3.2. La confession comme modèle d’autobiographie

L’on peut souligner de nombreux points de convergences entre ces récits de vie qui suivent le modèle de la confession et les récits de miracles. Le premier de ces points communs réside dans les intentions déclarées de ces textes : dans les deux cas, l’objectif premier n’est en aucun cas celui de se raconter. Dans les deux corpus, ce qui est en jeu va bien au-delà, et met en question le rapport de l’individu à Dieu. Dans le cas de la confession littéraire, l’objectif déclaré est l’édification du lecteur : la “vie” s’envisage alors comme une consolation spirituelle ; dans la confession conventuelle aussi bien que dans l’inquisitoriale, il s’agit avant tout de fournir des preuves concrètes d’obéissance et d’orthodoxie religieuse. De la même façon, dans le récit de miracle, il s’agit avant tout de raconter un fait surnaturel ; la présence d’éléments autobiographiques se justifie alors comme contextualisation du miracle ; et pour construire ce contexte, le bénéficiaire du miracle se voit amené à révéler des détails de sa propre existence.

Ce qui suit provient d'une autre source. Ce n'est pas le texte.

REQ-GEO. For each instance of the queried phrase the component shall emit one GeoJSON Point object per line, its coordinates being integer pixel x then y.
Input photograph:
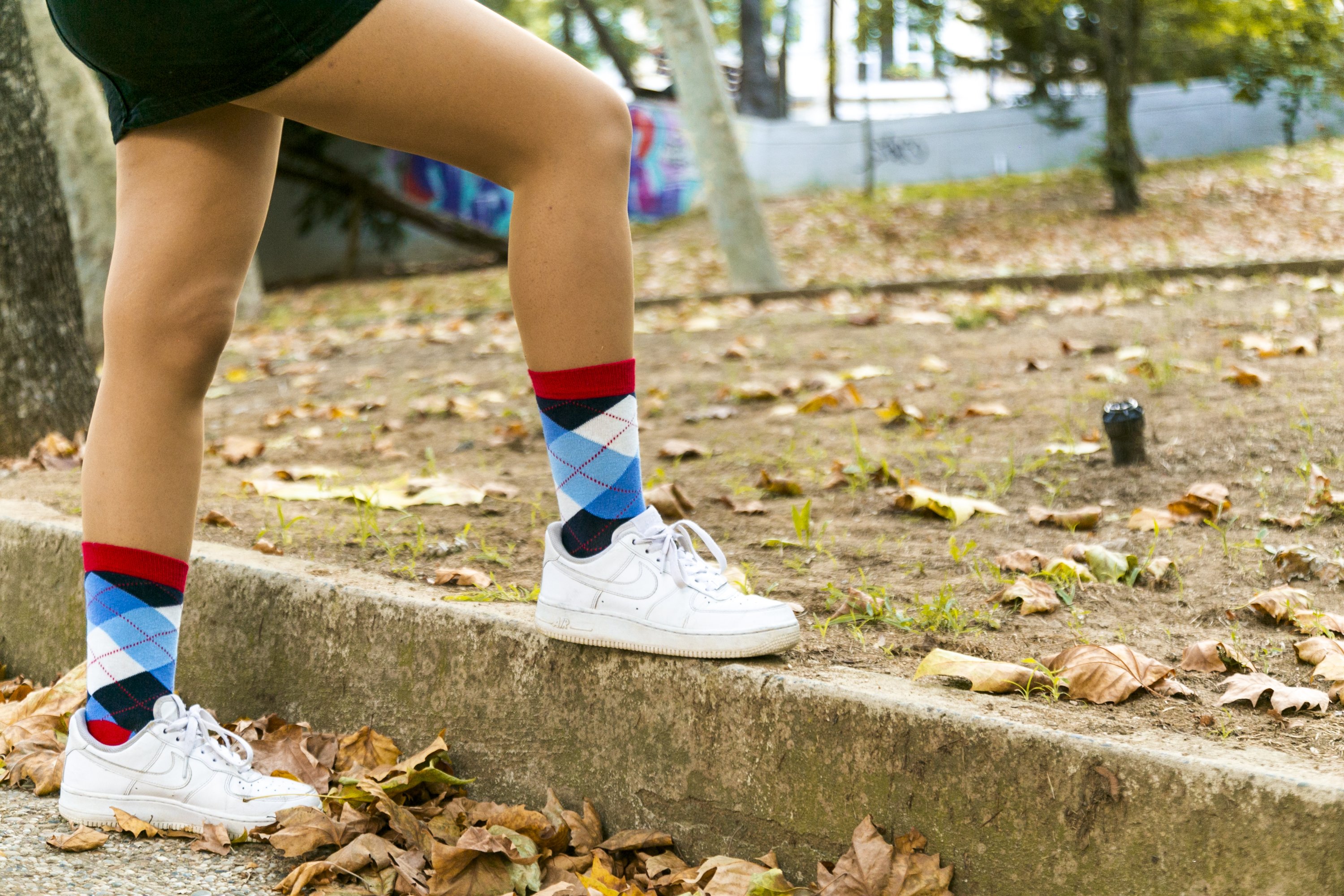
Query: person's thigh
{"type": "Point", "coordinates": [191, 201]}
{"type": "Point", "coordinates": [453, 81]}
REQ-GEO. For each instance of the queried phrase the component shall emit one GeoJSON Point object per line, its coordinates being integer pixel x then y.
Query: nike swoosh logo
{"type": "Point", "coordinates": [174, 778]}
{"type": "Point", "coordinates": [644, 586]}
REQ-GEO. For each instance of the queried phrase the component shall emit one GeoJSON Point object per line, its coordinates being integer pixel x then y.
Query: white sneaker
{"type": "Point", "coordinates": [651, 591]}
{"type": "Point", "coordinates": [179, 773]}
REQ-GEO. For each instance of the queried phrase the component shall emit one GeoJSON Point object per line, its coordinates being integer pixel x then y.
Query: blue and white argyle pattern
{"type": "Point", "coordinates": [132, 634]}
{"type": "Point", "coordinates": [594, 450]}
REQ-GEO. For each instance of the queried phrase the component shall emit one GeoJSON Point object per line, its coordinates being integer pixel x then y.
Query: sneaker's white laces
{"type": "Point", "coordinates": [201, 731]}
{"type": "Point", "coordinates": [679, 555]}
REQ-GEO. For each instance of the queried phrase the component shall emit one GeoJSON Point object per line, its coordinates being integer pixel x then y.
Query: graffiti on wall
{"type": "Point", "coordinates": [663, 177]}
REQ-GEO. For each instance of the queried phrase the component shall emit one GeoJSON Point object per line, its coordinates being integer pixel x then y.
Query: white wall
{"type": "Point", "coordinates": [1170, 123]}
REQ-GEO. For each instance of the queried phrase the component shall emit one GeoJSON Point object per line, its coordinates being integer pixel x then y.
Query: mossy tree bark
{"type": "Point", "coordinates": [1119, 35]}
{"type": "Point", "coordinates": [707, 116]}
{"type": "Point", "coordinates": [757, 93]}
{"type": "Point", "coordinates": [78, 132]}
{"type": "Point", "coordinates": [46, 374]}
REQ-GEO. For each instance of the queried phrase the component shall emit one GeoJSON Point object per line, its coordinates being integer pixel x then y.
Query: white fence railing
{"type": "Point", "coordinates": [1170, 121]}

Comme on le voit, dans les confessions comme dans les récits de miracles, la partie ‘récit de soi’ n’est pas première, mais pourtant les éléments autobiographiques jouent un rôle fondamental dans la mesure où sans eux l’objectif premier des textes en tant que démonstration de la puissance divine n’est ni compréhensible, ni atteignable.

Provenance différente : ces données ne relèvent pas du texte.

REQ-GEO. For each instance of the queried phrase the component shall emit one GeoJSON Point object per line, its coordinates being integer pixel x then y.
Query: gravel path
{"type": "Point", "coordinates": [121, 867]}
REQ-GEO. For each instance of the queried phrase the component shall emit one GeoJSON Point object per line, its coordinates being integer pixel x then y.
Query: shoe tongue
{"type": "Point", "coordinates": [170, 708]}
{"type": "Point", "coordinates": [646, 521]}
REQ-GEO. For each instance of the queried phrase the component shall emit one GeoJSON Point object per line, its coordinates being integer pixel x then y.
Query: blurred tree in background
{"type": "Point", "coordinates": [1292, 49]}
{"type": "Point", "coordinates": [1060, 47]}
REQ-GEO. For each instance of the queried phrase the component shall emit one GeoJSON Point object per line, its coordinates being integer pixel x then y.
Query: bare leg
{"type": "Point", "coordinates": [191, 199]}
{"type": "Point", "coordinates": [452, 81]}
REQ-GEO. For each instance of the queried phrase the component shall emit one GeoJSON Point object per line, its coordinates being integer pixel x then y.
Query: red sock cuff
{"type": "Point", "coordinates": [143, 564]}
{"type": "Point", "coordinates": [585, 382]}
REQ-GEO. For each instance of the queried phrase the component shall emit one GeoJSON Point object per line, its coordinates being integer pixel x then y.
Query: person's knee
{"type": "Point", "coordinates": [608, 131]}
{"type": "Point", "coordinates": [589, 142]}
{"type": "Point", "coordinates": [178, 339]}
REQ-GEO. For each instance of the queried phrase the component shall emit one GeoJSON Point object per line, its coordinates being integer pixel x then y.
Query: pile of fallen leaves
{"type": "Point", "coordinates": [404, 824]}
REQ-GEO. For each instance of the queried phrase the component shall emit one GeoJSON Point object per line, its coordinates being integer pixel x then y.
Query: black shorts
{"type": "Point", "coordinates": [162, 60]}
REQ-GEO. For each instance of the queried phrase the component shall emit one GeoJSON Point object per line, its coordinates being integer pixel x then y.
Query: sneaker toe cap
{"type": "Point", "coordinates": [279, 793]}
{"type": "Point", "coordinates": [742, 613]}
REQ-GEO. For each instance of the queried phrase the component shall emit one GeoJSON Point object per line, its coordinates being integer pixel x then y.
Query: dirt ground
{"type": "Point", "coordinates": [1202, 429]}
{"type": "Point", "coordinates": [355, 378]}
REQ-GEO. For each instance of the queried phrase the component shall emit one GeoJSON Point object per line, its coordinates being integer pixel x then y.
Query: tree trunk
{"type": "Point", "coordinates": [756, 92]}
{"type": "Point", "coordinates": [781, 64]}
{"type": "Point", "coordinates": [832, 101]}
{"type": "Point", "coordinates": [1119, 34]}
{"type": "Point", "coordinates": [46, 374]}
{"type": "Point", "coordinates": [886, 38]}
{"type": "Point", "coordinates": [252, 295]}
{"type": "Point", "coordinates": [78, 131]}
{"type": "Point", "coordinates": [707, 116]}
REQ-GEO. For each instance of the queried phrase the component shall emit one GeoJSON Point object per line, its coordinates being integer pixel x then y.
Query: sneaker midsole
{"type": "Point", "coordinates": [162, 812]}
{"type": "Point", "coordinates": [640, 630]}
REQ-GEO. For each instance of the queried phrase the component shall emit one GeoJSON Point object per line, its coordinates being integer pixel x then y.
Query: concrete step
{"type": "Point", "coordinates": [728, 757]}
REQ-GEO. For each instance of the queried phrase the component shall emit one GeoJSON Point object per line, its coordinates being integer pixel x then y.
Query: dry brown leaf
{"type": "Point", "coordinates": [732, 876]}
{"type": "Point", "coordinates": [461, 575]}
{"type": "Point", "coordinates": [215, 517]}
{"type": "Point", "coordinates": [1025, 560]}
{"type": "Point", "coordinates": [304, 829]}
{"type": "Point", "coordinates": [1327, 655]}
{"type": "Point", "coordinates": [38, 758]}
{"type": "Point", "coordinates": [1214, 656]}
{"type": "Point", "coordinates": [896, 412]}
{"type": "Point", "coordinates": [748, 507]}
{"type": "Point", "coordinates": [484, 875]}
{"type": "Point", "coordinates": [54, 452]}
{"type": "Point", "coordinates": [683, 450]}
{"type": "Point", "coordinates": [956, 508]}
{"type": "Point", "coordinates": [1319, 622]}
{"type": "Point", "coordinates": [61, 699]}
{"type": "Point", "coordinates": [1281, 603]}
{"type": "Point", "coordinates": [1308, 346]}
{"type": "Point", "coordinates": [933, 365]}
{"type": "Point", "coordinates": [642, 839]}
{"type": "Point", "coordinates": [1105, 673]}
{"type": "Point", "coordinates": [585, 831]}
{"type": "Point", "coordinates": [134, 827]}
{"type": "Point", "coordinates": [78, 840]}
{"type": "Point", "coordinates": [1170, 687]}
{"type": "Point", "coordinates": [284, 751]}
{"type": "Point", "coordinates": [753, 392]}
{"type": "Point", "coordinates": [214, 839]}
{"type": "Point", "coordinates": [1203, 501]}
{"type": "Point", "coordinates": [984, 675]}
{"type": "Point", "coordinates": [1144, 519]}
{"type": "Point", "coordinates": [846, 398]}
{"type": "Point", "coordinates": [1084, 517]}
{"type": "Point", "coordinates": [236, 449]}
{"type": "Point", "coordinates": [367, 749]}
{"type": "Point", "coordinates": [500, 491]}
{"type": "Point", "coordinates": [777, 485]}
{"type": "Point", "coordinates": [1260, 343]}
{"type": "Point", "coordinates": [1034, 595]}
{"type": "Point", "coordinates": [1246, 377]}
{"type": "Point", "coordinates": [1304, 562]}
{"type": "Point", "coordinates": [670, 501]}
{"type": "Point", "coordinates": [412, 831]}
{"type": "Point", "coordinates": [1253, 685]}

Il existe un autre point de convergence entre confessions autobiographiques et récits de miracles : dans les deux cas, les éléments autobiographiques s’intègrent dans un modèle formel ritualisé et préexistant, qui commande le ton et l’organisation du discours. Modèle de la confession rituelle dans un cas, modèle du récit hagiographique dans l’autre : comme la confession écrite, le récit de miracle obéit aux constantes du genre à la fois littéraire et dogmatique dans lequel il s’inscrit. Dans ce sens, les textes de Guadalupe correspondent tous au même modèle, bien que des rédacteurs successifs et différents participent au travail de compilation. Chaque récit s’ouvre sur un titre développé qui désigne le miracle, apparaissent ensuite des informations sur l’identité du pèlerin/miraculé, suivis de détails sur les circonstances qui l’ont amené à demander la protection de la Vierge, détails qui conduisent à leur tour au récit du miracle proprement dit, lequel se termine toujours par une information d’archivage – celle de la date du pèlerinage – que complète une formule sacramentelle qui réaffirme la valeur de l’expérience miraculeuse. La systématique répétition de cette structure est la preuve de la volonté des moines de produire des textes à la fois clairs et pédagogiques, lesquels rapportent des miracles authentifiés, authentification dont l’inscription dans les codex est la dernière démonstration.

3.3. L’autobiographie comme authentification

C’est bien dans ce processus de vérification du miracle que les éléments autobiographiques jouent un rôle fondamental, jusqu’à atteindre le statut de preuve. Finalement, l’authenticité du miracle dépend de l’authenticité des observations et révélations personnelles apportées par les pèlerins. En effet, le récit oral de sa propre expérience fait par chaque bénéficiaire de miracle est la seule possibilité pour les moines du sanctuaire d’avoir connaissance d’un miracle advenu, dans la mesure où la grande majorité des miracles enregistrés dans les codex ont lieu hors du sanctuaire. Tout ce que les religieux savent du miracle provient, dans un premier moment du récit des pèlerins, c’est pourquoi ce récit est mis à l’épreuve par les clercs. La relation qu’ils produisent finalement conserve les traces intratextuelles de l’interrogatoire auquel le narrateur original a été soumis par le moine/rédacteur, à travers la présence récurrente de formules telles que « interrogé…, il répondit que… ». L’interrogatoire sert avant tout à vérifier la véracité des faits et la concordance de tous les éléments rapportés. En outre, les religieux cherchent aussi à rassembler des preuves externes au récit premier : autres témoignages et preuves matérielles, etc. Mais la preuve par antonomase est d’ordre sacramentel : car c’est bel et bien la confession du pèlerin qui, reçue par un religieux du sanctuaire, en vient à constituer la preuve ultime de l’authenticité du récit. De cette façon, le récit premier se voit confronté à un autre modèle, tout aussi contraignant, de discours sacré, de narration rituelle ; c’est seulement de la confrontation de ce que racontent les pèlerins à ce double modèle – récit de miracle canonique et confession rituelle – que peut naître la conviction des moines. Une fois passé par ce double filtre, le récit autobiographique devient donc l’élément fondamental du processus canonique de vérification du miracle.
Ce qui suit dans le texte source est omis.